In the 1990s and 2000s, globalization created a division within socialism. While some of the social democratic currents adhere to it, seeing in globalization the opportunity for a more regulated world through international agreements and the control of international organizations, globalization can also be perceived as the upper stage of capitalism. Globalized companies are freeing themselves from states and imposing their neoliberal ideology on them; an ideology that legitimizes private interests at the expense of the common good and the exploitation of developing countries, creating then a globalized proletariat.
The anti-globalization movement is very heterogeneous and weakly organized. However, the Porto Alegre Manifesto produced at the 2005 World Social Forum lays out some orientations, including the establishment of an international tax on financial transactions, the cancellation of public debts of developing countries, the guarantee of food security through the promotion of self-sufficiency and fair trade, the fight against racism in all its forms and the restoration of Indigenous rights. The proposals of the anti-globalization movement find a certain echo in South American socialism mixed with populism, particularly in the Bolivarianism of Hugo Chavez.
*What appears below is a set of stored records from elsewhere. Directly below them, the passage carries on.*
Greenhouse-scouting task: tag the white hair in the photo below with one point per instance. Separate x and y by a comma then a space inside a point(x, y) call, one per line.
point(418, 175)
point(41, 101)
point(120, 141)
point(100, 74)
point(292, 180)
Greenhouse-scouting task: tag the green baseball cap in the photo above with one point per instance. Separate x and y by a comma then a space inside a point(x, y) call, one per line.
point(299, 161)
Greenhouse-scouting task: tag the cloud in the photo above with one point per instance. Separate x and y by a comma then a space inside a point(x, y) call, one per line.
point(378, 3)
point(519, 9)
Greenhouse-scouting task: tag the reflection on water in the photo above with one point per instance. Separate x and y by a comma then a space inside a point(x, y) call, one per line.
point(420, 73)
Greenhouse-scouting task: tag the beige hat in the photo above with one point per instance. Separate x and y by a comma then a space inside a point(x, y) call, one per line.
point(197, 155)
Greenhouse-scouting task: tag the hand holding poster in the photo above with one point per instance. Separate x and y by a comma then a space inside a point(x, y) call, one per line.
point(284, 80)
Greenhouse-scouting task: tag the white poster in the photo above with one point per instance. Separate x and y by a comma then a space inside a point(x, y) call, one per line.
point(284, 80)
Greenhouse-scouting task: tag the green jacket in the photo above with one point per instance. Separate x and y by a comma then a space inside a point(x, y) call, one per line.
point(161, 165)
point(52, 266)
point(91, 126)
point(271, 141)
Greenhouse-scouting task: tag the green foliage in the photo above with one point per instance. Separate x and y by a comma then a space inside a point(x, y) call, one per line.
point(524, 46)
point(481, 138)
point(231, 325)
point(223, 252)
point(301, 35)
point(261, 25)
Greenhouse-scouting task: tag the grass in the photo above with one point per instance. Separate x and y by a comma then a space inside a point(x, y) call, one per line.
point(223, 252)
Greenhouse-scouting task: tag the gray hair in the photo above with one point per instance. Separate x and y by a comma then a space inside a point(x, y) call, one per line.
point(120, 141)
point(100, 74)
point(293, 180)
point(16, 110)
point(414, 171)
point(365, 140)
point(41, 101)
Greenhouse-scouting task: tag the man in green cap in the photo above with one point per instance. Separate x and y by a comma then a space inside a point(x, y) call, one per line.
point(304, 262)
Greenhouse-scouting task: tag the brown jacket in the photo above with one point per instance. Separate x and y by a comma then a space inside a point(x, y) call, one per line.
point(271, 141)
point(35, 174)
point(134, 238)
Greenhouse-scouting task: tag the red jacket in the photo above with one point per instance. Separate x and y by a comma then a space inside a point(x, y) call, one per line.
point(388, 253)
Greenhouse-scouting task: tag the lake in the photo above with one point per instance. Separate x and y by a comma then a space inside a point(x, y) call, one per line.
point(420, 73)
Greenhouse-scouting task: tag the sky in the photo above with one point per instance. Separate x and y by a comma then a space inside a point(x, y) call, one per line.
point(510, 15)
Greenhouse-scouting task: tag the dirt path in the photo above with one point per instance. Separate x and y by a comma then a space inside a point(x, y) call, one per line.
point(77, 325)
The social democracy that adheres to globalization will develop the thesis of the “third way.” Theorized by Anthony Giddens and Tony Blair (1998), it considers that there is a place between the “old” statist and redistributive social democracy and deregulatory and unequal neoliberalism.
Because globalization imposes economic, political, and societal changes, this third way aims to regulate them with equal opportunities for everyone, but also it is based on a strong societal progressivism with the recognition of ethnic, national and sexual minorities. The third way corresponds ideologically speaking to social liberalism. It is being emulated almost everywhere in the West: German Chancellor Gerard Schröder was inspired by it from 1998 to 2005, as was US President Bill Clinton from 1993 to 2001 and French Prime Minister Lionel Jospin from 1997 to 2001.